Y justo nos vemos hoy.
Alberto
estaba perdiendo la paciencia, no sabía muy bien que pretendía aquel sujeto que
no paraba de hablar.
—Perdona
Felipe, necesito dejar esta línea libre. —Dijo Alberto intentando parecer lo más cordial posible.
—No quiero
molestarte. Mira verás, es que los de la televisión han pasado por aquí, yo les
he contado lo de tu mujer… Joer tío es que vaya suerte… Volverán más tarde a
hacerme unas preguntas. Solo quería preguntarte si te importa, oye, es que no
quiero meter la pata.
La voz de
Felipe sonaba sobreexcitada, nerviosa. Como si algo muy bueno le hubiese
ocurrido. Alberto no entendía que clase de persona se alegraba de los males
ajenos. ¿A que clase de suerte se refería? ¿Salir en Televisión? Aquel tipo no
estaba bien de la cabeza y su verborrea
empezaba a cabrearle. De nuevo le escuchó al otro lado del auricular.
—Cuando la vi
salir corriendo detrás de ti, pensé que había olvidado algo y que salía en tu
busca. Ya no presté más atención, pero al no presentarse en el avión y tener
facturado el equipaje, se armó una gorda. Ya sabes, el protocolo de seguridad.

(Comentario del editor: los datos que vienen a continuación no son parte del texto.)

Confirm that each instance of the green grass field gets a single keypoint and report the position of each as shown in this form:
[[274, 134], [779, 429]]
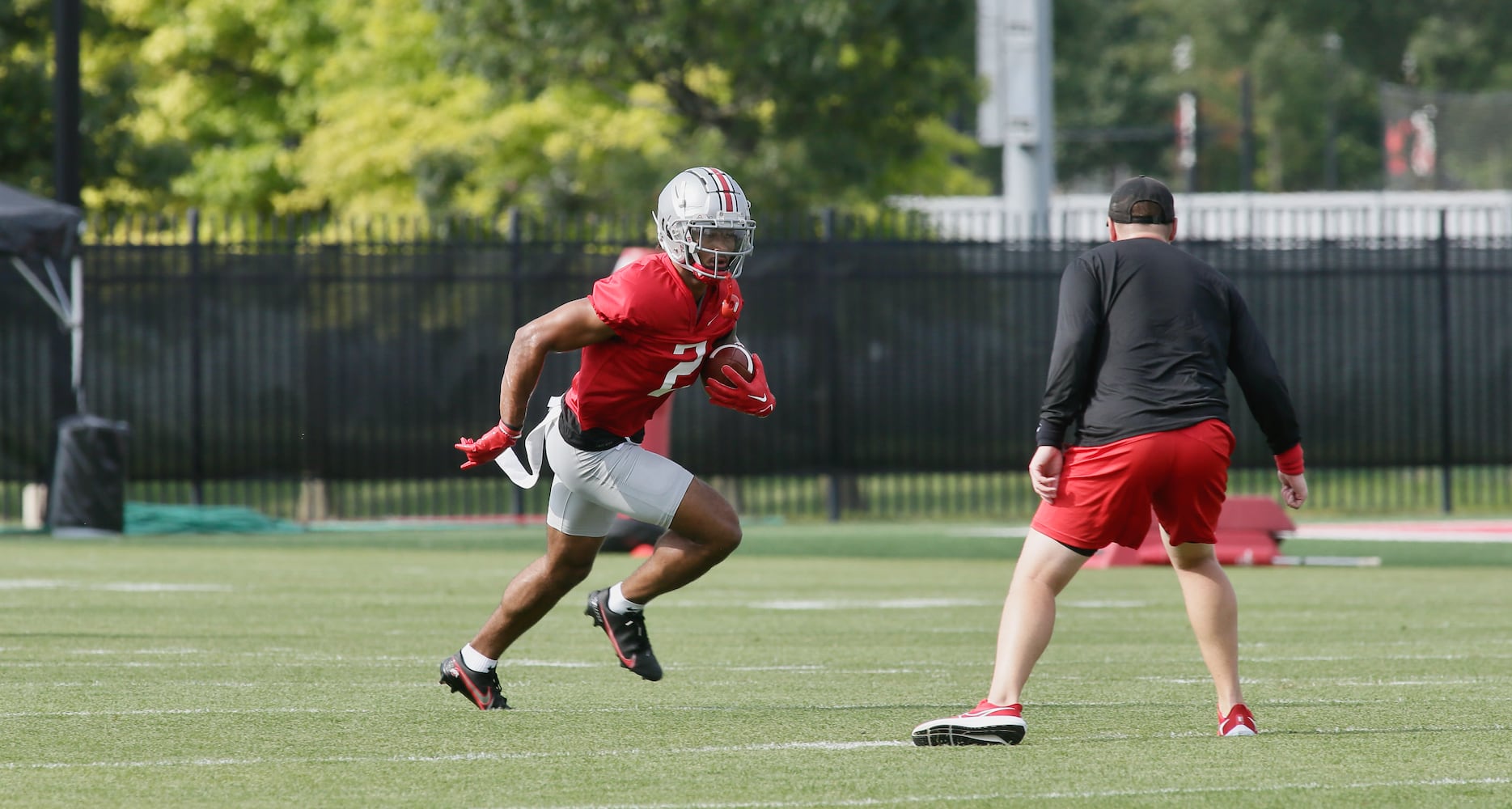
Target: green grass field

Retuvieron el avión hasta localizar su equipaje. Parece que ese avión estaba gafado desde
antes de despegar.
Lo sabía,
sabía que era un error. Ahora entraría en casa y encontraría a Elisa.
— Felipe, si
no te importa debo entrar en mi casa, gracias — dijo Alberto intentando poner
fin a aquella ridícula conversación.
— Solo quería
decirte que me alegro mucho de lo de tu mujer y pedirte permiso para hablar con
los de la televisión.
Alberto ya no
aguantaba más a aquel tipo. Aquello era el colmo de la estupidez, lo que es
capaz de hacer la gente por un minuto de televisión.
—Mira Felipe,
eso es algo que debe decidir Elisa. Ya me pondré en contacto contigo. Hasta
otro rato.
Pulsó el
teclado del móvil dando por terminada de una vez aquella conversación. Felipe
era un oportunista, pero las noticias que le había dado eran buenas. Elisa no
había subido al avión. Ignoraba el motivo. Se había salvado del accidente. Pero
algo no encajaba. La policía había llamado, Elisa no. No solo no había llamado,
tampoco había aparecido por casa. O tal vez si, tal vez ella y los niños le
aguardaban detrás de la puerta para darle una sorpresa.
Subía las escaleras, de dos en dos, cuando la
puerta se abrió, su hijo Roberto, con la cara congestionada por las lágrimas,
se abrazó a él. Mientras le abrazaba, recorrió con la mirada la entrada y el
salón esperando encontrar a su mujer.
Elisa no estaba.
No tuvo valor para contarle a su hijo la
llamada de Felipe.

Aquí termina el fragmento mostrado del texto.